Sie kann aber hier nicht verweilen. Denn noch stellt ja die Zeitung in Westeuropa kein taugliches Produktionsinstrument in den Händen des Schriftstellers dar. Noch gehört sie dem Kapital. Da nun auf der einen Seite die Zeitung, technisch gesprochen, die wichtigste schriftstellerische Position darstellt, diese Position auf der anderen Seite aber in den Händen des Gegners ist, so kann es nicht wundernehmen, daß die Einsicht des Schriftstellers in seine gesellschaftliche Bedingtheit, in seine technischen Mittel und in seine politische Aufgabe mit den ungeheuersten Schwierigkeiten zu kämpfen hat. Es gehört zu den entscheidenden Vorgängen der letzten zehn Jahre in Deutschland, daß ein beträchtlicher Teil seiner produktiven Köpfe unter dem Druck der wirtschaftlichen Verhältnisse gesinnungsmäßig eine revolutionäre Entwicklung durchgemacht hat, ohne gleichzeitig imstande zu sein, seine eigene Arbeit, ihr Verhältnis zu den Produktionsmitteln, ihre Technik wirklich revolutionär zu durchdenken. Ich spreche, wie Sie sehen, von der sogenannten linken Intelligenz und werde mich dabei auf die linksbürgerliche beschränken. In Deutschland sind die maßgebenden politisch-literarischen Bewegungen des letzten Jahrzehnts von dieser linken Intelligenz ausgegangen. Ich greife zwei von ihnen heraus, den Aktivismus und die neue Sachlichkeit, um an ihrem Beispiel zu zeigen, daß die politische Tendenz, und mag sie noch so revolutionär scheinen, solange gegenrevolutionär fungiert, als der Schriftsteller nur seiner Gesinnung nach, nicht aber als Produzent seine Solidarität mit dem Proletariat erfährt.

 

Das Schlagwort, in welchem die Forderungen des Aktivismus sich zusammenfassen, heißt "Logokratie", zu deutsch Herrschaft des Geistes. Man übersetzt das gern Herrschaft der Geistigen. Tatsächlich hat sich der Begriff der Geistigen im Lager der linken Intelligenz durchgesetzt, und er beherrscht ihre politischen Manifeste von Heinrich Mann bis Döblin. Man kann es diesem Begriff mühelos anmerken, daß er ohne jede Rücksicht auf die Stellung der Intelligenz im Produktionsprozeß geprägt ist. Hiller, der Theoretiker des Aktivismus, selbst will die Geistigen denn auch nicht "als Angehörige gewisser Berufszweige" sondern als "Repräsentanten eines gewissen charakterologischen Typus" verstanden wissen.
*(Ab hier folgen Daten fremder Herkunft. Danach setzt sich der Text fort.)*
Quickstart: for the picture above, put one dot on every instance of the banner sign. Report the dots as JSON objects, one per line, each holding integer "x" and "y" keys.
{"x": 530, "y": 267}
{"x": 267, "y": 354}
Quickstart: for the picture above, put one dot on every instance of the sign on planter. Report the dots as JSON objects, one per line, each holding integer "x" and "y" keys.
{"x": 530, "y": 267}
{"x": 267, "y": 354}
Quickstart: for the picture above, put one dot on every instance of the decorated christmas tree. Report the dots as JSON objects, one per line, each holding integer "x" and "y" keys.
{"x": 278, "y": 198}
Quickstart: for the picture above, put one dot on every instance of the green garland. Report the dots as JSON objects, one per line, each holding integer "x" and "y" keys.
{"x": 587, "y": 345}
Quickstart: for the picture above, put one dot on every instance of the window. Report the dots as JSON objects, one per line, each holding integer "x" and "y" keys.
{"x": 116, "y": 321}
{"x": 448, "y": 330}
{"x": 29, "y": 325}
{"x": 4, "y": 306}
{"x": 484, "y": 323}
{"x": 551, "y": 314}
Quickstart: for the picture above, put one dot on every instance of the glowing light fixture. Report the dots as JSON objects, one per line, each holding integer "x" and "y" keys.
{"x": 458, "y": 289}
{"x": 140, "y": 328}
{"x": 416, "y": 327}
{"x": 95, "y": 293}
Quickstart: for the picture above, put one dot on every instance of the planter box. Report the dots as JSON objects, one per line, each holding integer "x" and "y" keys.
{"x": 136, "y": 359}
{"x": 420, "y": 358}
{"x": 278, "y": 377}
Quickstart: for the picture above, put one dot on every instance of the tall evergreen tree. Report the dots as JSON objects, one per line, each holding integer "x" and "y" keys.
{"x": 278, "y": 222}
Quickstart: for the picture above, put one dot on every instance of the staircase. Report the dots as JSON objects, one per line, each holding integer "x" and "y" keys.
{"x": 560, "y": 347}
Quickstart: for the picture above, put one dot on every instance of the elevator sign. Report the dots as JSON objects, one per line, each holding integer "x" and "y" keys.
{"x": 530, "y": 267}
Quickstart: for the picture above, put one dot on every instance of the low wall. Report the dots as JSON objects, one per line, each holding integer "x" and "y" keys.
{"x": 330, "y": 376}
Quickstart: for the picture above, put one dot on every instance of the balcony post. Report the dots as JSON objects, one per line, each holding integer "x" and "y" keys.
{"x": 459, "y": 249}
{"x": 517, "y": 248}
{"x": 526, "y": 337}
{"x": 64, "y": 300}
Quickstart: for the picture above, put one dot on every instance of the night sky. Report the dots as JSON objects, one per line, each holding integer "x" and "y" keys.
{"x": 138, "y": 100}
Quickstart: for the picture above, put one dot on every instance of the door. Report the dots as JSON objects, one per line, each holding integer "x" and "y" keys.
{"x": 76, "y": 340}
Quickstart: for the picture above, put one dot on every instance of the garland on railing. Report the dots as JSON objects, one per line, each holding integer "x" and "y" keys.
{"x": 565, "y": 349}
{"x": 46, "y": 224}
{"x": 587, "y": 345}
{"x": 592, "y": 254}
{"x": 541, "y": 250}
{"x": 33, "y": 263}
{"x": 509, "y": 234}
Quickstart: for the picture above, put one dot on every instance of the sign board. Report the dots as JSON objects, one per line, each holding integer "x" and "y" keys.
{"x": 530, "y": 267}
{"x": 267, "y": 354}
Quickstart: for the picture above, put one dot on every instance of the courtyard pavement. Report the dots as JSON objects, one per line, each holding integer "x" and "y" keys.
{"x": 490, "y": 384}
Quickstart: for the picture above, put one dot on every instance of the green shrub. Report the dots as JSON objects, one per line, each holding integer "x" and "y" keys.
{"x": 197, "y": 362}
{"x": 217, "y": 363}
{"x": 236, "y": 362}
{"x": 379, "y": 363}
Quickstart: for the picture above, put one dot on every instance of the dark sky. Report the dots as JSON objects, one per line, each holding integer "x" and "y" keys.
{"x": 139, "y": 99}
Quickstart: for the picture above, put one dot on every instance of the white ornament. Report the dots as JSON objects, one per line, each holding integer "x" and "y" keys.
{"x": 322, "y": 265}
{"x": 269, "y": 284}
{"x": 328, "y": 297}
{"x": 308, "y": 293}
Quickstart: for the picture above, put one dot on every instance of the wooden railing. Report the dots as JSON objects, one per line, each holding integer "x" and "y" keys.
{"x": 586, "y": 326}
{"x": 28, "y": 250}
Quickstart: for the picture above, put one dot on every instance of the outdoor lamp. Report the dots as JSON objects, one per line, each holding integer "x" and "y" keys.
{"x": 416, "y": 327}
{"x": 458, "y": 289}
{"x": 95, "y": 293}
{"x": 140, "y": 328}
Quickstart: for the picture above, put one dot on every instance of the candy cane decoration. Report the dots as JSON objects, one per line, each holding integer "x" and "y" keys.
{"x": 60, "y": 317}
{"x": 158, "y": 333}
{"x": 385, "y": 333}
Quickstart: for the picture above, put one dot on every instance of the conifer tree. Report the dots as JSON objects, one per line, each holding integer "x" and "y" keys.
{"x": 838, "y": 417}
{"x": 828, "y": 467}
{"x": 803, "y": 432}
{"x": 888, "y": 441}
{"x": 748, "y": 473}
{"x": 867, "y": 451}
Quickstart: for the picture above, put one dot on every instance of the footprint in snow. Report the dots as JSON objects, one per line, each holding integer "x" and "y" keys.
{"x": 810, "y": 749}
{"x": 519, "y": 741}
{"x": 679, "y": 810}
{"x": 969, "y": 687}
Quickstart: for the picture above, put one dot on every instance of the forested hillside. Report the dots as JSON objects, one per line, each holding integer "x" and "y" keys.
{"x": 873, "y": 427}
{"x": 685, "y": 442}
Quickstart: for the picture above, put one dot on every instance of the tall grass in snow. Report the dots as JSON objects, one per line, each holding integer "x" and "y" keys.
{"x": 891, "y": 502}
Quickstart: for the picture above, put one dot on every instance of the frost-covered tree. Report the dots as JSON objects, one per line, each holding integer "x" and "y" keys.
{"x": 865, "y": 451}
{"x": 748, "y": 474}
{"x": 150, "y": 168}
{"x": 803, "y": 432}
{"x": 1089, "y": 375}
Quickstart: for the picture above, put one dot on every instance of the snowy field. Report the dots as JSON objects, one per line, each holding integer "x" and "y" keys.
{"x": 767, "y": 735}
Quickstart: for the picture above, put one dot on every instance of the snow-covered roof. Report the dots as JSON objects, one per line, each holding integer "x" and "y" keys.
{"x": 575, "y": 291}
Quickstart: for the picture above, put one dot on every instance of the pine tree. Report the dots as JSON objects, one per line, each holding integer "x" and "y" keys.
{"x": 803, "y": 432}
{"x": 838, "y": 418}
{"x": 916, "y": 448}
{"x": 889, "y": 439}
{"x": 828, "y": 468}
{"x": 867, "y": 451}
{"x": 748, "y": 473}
Dieser charakterologische Typ steht als solcher natürlich zwischen den Klassen. Er umfaßt eine beliebige Anzahl von Privatexistenzen, ohne den mindesten Anhalt für ihre Organisierung zu bieten. Wenn Hiller seine Absage an die Parteiführer formuliert, so räumt er ihnen maches ein; sie mögen "in Wichtigem wissender sein ..., volksnäher reden ..., sich tapferer schlagen" als er, eines aber ist ihm sicher: daß sie "mangelhafter denken". Wahrscheinlich, was kann das aber helfen, da politisch nicht das private Denken sondern, wie Brecht es einmal ausgedrückt hat, die Kunst, in anderer Leute Köpfe zu denken, entscheidend ist. Der Aktivismus hat es unternommen, die materialistische Dialektik durch die klassenmäßig undefinierbare Größe des gesunden Menschenverstandes zu ersetzen. Seine Geistigen repräsentieren bestenfalls einen Stand. Mit anderen Worten: das Prinzip dieser Kollektivbildung an sich ist ein reaktionäres; kein Wunder, daß die Wirkung dieses Kollektivs nie eine revolutionäre sein konnte.

 

Das unheilvolle Prinzip einer solchen Kollektivbildung wirkt aber fort. Man konnte sich davon Rechenschaft ablegen, als vor drei Jahren Döblins "Wissen und Verändern!" herauskam. Diese Schrift erging bekanntlich als Antwort an einen jungen Mann - Döblin nennt ihn Herrn Hocke -, der sich an den berühmten Autor mit der Frage "Was tun?" gewandt hatte. Döblin lädt ihn ein, der Sache des Sozialismus sich anzuschließen, aber unter bedenklichen Umständen. Sozialismus, das ist nach Döblin: "Freiheit, spontaner Zusammenschluß der Menschen, Ablehnung jedes Zwanges, Empörung gegen Unrecht und Zwang, Menschlichkeit, Toleranz, friedliche Gesinnung." Wie es sich auch damit verhalte: jedenfalls macht er von diesem Sozialismus aus Front gegen Theorie und Praxis der radikalen Arbeiterbewegung. "Es kann, meint Döblin, aus keinem Ding etwas hervorgehen, was nicht schon in ihm steckt, - es kann aus dem mörderisch geschärften Klassenkampf Gerechtigkeit, aber kein Sozialismus hervorgehen." "Sie, geehrter Herr, so formuliert Döblin die Empfehlung, die er aus diesen und anderen, Gründen Herrn Hocke gibt, können Ihr prinzipielles Ja zu dem Kampf (des Proletariats) nicht exekutieren, indem Sie sich in die proletarische Front einordnen. Sie müssen es bewenden lassen bei der erregten und bitteren Billigung dieses Kampfes, aber Sie wissen auch: tun Sie mehr, so bleibt eine ungeheuer wichtige Position unbesetzt ...: die urkommunistische der menschlichen individuellen Freiheit, der spontanen Solidarität und Verbindung der Menschen ... Diese Position, geehrter Herr, ist es, die als einzige Ihnen zufällt." Hier ist es nun mit Händen zu greifen, wohin die Konzeption des "Geistigen" als eines nach seinen Meinungen, Gesinnungen oder Anlagen, nicht aber nach seiner Stellung im Produktionsprozeß definierten Typus führt. Er soll, wie es bei Döblin heißt, seinen Ort neben dem Proletariat finden. Was ist das aber für ein Ort? Der eines Gönners, eines ideologischen Mäzens. Ein unmöglicher. Und so kommen wir auf die eingangs aufgestellte These zurück: der Ort des Intellektuellen im Klassenkampf ist nur aufgrund seiner Stellung im Produktionsprozeß festzustellen oder besser zu wählen.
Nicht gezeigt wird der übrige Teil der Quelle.